Balanced K Way Merge Sort

Balanced k way merge sort is an external sorting algorithm that repeatedly merges sorted runs in groups of at most $k$ . Unlike polyphase merge sort, it tries to keep the merge work evenly distributed across passes.

It is a simple and common model for large file sorting. The input is first divided into memory-sized chunks, each chunk is sorted internally, and then the resulting sorted runs are merged level by level.

Problem

Given a dataset too large to fit in memory, sort it using bounded memory and sequential external I/O.

The algorithm assumes that memory can hold:

one input buffer for each of $k$ runs
one output buffer
a small priority queue or loser tree

Core Idea

Generate sorted runs first. Then repeatedly merge up to $k$ runs into larger sorted runs.

If there are $R$ initial runs, each merge pass reduces the number of runs to about:

\left\lceil \frac{R}{k} \right\rceil

The process stops when only one run remains.

Algorithm

balanced_k_way_merge_sort(input, k):
    runs = generate_sorted_runs(input)

    while length(runs) > 1:
        next_runs = []

        for each group G of at most k runs:
            merged = k_way_merge(G)
            next_runs.append(merged)

        runs = next_runs

    return runs[0]

The merge step keeps the smallest current element from each input run in a min-heap.

k_way_merge(runs):
    heap = empty min-heap

    for each run r:
        read first element from r
        push (value, r) into heap

    while heap is not empty:
        (value, r) = extract_min(heap)
        write value to output

        if r has another element:
            read next value from r
            push (next value, r) into heap

Example

Suppose there are 10 sorted runs and $k = 3$ .

Initial runs:

R = 10

Pass 1 merges groups of 3:

group	input runs	output runs
1	3	1
2	3	1
3	3	1
4	1	1

After pass 1:

R = 4

Pass 2 merges:

group	input runs	output runs
1	3	1
2	1	1

After pass 2:

R = 2

Pass 3 merges both remaining runs:

R = 1

The final run is the sorted output.

Correctness

Each initial run is sorted by an internal sorting algorithm. During a k way merge, the algorithm repeatedly outputs the smallest head element among all active runs. Since every run is sorted, no later element in a run can be smaller than its current head. Therefore each output element is the smallest remaining element overall.

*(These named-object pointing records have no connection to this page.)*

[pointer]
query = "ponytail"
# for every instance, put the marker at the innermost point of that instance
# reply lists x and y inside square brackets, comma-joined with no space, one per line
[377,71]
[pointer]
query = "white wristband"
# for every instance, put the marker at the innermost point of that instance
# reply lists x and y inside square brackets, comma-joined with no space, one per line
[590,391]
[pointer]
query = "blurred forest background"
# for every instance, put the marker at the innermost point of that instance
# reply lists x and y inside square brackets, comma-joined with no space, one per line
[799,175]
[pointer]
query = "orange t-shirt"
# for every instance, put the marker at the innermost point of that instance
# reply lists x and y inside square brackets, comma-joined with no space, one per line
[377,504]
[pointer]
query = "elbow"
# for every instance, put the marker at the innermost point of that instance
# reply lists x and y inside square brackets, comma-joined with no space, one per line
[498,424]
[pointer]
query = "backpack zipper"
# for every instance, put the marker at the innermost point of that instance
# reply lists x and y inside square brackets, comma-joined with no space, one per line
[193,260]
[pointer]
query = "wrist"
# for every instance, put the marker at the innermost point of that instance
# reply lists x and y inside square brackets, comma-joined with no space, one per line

Each merge pass preserves all elements and produces sorted runs. The number of runs decreases after each pass. When one run remains, it contains every input element in sorted order.

Complexity

Let:

$N$ be the number of elements
$M$ be the memory capacity in elements
$R = \lceil N / M \rceil$ be the number of initial runs
$B$ be the block size
$k$ be the merge fan-in

The number of merge passes is:

\left\lceil \log_k R \right\rceil

The I/O cost is:

O\left(\frac{N}{B} \log_k R\right)

The CPU cost of heap-based merging is:

O(N \log k)

per full merge level, with total comparison cost proportional to all merge passes.

Design Choices

choice	effect
larger run size	fewer initial runs
larger $k$	fewer merge passes
smaller $k$	cheaper heap operations
larger buffers	fewer I/O calls
loser tree instead of heap	fewer comparisons during merge

When to Use

Use balanced k way merge sort when:

data is larger than memory
sequential I/O is preferred
many sorted runs must be merged
implementation simplicity matters
file handles and memory buffers are sufficient for $k$ inputs

It is commonly used in database sort operators, external file sorting, and log processing pipelines.

Implementation Sketch

import heapq

def k_way_merge(runs):
    heap = []
    iters = [iter(run) for run in runs]

    for run_id, it in enumerate(iters):
        try:
            value = next(it)
            heapq.heappush(heap, (value, run_id))
        except StopIteration:
            pass

    output = []

    while heap:
        value, run_id = heapq.heappop(heap)
        output.append(value)

        try:
            nxt = next(iters[run_id])
            heapq.heappush(heap, (nxt, run_id))
        except StopIteration:
            pass

    return output

def balanced_k_way_merge_sort(runs, k):
    while len(runs) > 1:
        next_runs = []

        for i in range(0, len(runs), k):
            group = runs[i:i + k]
            next_runs.append(k_way_merge(group))

        runs = next_runs

    return runs[0] if runs else []

Notes

Balanced k way merge sort favors predictable passes and simple scheduling. It usually fits modern storage better than polyphase merge sort because modern systems can often keep many files open and use large sequential buffers.